THE ONE REGULAR BILL STOPPING YOU FROM GETTING AHEAD
Across Australia, families are struggling to get ahead. The rising costs of energy and private health insurance (if you’re lucky enough to have it) are chipping away at your savings.
One area where you could be saving yourself big dollars each month is…wait for it….car repayments.
According to ratecity.com.au a $30,000 loan over 5 years on 9% interest will cost you $623 a month.
Have you ever imagined what you could do with an extra $623 per month?
Thanks largely to advertising we’ve become socially conditioned to believe we deserve that new car and that we’ve “earnt” it.
Ads for 4WD’s depict the driver conquering any terrain easily while people mover ads show vans full of families, pets and stacks of luggage heading off on some adventure made all the more exciting because of their great vehicle.
Let’s say you buy your first car at age 20 and settled on a $623 car payment for your working adult life.
You would trade your car in over the years, but you would always have that payment. Each time you paid a car off, you would head straight to the dealership to pick up a new one.
If you did this for 45 years until retirement at age 65, you would fork over $336,420. What would you have to show for it? Remember, this doesn't include on-going maintenance or insurance expenses.
So why do we do it? Well there are a few reasons:
We’re conditioned to gauge affordability based on a monthly payment – not on the overall costs of a car.
It’s also a matter of instant gratification. If you want that shiny new Audi your neighbour just bought, you can head over to the local dealership and walk out a few hours later with your own A6. Watching your retirement account grow isn’t nearly as exciting or rewarding in the short-term.
Buying a new car is fun, not only do you get to enjoy that new car smell but it feels soooooooooooo good to drive your new car off the lot and cruise down the street.
Unfortunately, that’s the short-term talking. After a fairly short amount of time, the new car excitement turns into a mundane, uneventful reality. Once your car isn’t new anymore, it’s just something you drive to your kid’s soccer practice.
If you want to do something different and get absolutely rich in the process, you have to change your new car mindset.
Here are some tips that can help you find a better deal on a car – and grow your wealth faster:
Tip #1: Get your financial house in order first.
“If the foundation of your financial house is not in order, getting into a high car payment or lease should be the last thing you consider,” says financial advisor Jamie Pomeroy. Have 6-9 month’s living expenses saved up as an emergency fund? Are you free of consumer debt? Are you contributing to your super? “If not, avoid that high car payment at all costs,” he says.
Tip #2: Only consider used cars.
“Set yourself a strict budget” says Malcolm Flynn from CarsGuide.com.au remembering that the purchase price is just the start. Do your research - CarsGuide.com.au can help you get an idea of what vehicles are available within your price bracket. There are thousands of vehicles for sale to choose from, and there’s a handy value guide to help you know what to pay. Be careful of cars that seem too cheap though. If something appears too good to be true, it probably is.

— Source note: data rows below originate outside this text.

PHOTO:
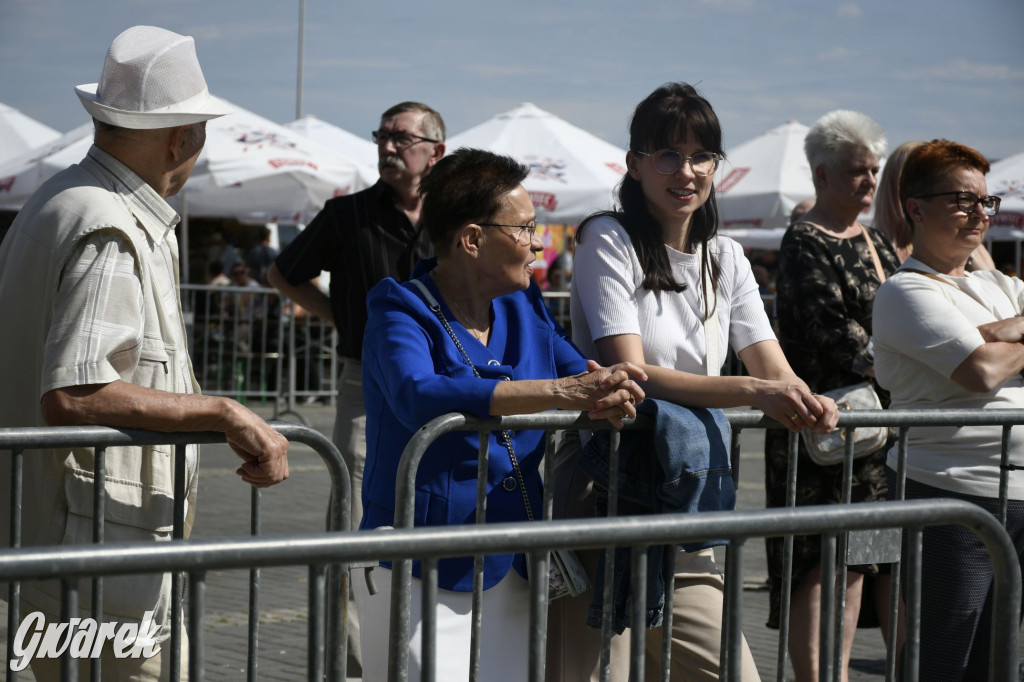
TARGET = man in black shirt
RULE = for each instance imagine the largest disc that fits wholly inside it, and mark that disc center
(361, 239)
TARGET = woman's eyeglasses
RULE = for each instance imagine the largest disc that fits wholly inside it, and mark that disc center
(966, 201)
(522, 230)
(668, 162)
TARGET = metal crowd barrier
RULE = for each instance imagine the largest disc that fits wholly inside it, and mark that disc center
(246, 343)
(765, 523)
(20, 441)
(431, 544)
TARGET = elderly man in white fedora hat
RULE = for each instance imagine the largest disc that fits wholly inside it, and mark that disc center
(88, 274)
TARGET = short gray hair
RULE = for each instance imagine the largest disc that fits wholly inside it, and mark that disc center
(836, 133)
(433, 124)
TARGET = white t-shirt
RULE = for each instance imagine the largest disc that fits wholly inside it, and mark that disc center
(607, 300)
(924, 330)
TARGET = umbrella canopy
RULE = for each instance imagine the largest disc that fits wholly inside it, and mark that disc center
(338, 139)
(23, 174)
(251, 169)
(19, 134)
(763, 178)
(1006, 179)
(572, 172)
(256, 170)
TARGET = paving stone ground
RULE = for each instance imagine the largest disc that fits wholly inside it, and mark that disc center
(298, 506)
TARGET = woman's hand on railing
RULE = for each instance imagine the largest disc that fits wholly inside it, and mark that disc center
(605, 392)
(792, 403)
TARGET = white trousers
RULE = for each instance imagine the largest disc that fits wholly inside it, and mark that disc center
(505, 636)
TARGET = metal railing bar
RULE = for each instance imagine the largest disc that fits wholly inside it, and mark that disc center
(826, 635)
(14, 589)
(731, 650)
(669, 576)
(428, 641)
(476, 620)
(787, 546)
(638, 610)
(317, 621)
(911, 649)
(252, 655)
(539, 563)
(69, 609)
(98, 525)
(197, 608)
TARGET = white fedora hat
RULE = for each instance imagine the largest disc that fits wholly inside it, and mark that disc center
(151, 79)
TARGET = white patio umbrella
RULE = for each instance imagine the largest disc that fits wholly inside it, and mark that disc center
(763, 178)
(572, 172)
(251, 169)
(1006, 179)
(19, 133)
(256, 170)
(337, 139)
(23, 174)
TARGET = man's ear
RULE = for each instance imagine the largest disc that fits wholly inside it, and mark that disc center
(469, 239)
(633, 165)
(176, 142)
(912, 212)
(820, 175)
(437, 155)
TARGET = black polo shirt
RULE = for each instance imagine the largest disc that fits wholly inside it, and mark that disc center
(360, 239)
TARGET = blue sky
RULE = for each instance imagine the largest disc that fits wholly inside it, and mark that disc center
(923, 68)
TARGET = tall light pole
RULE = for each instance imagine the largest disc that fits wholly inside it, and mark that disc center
(302, 31)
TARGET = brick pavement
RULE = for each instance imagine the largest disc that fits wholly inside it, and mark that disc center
(298, 506)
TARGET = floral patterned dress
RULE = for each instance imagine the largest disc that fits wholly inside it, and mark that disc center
(825, 287)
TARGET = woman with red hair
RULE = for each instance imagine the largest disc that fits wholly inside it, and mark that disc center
(946, 337)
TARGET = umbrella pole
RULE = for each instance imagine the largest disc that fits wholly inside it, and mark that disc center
(184, 239)
(302, 30)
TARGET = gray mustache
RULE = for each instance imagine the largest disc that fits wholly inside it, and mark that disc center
(391, 161)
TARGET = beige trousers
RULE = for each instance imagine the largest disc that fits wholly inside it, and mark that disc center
(350, 438)
(574, 648)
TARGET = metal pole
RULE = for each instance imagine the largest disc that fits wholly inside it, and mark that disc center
(183, 263)
(302, 31)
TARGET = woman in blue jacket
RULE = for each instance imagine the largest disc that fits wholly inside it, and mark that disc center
(489, 348)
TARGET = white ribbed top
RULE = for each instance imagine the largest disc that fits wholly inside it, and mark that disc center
(606, 300)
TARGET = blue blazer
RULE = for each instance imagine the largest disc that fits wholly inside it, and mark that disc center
(412, 373)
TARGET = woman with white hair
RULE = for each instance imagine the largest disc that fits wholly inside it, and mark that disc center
(829, 268)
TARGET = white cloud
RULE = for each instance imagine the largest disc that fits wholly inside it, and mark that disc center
(849, 10)
(368, 62)
(965, 70)
(839, 53)
(730, 4)
(498, 70)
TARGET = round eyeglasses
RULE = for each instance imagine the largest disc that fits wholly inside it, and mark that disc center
(668, 162)
(526, 230)
(966, 201)
(400, 138)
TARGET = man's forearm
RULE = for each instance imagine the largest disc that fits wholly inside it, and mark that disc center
(263, 451)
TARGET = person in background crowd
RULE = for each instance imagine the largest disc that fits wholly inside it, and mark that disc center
(560, 270)
(946, 337)
(649, 279)
(829, 268)
(240, 276)
(215, 274)
(891, 220)
(89, 272)
(470, 334)
(360, 240)
(800, 209)
(261, 257)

Tip #3: Think in terms of your total income.
If the average household income in Australia is around $52,000 per year (2014-15 ABS), then a $623 monthly car payment represents 14.3% of your income! If you throw in fuel and maintenance, your transportation bill could easily be 15-20% of your total pay.”
The lesson here? No matter how much you make, $623 per month is a huge chunk of money that shouldn’t be taken lightly.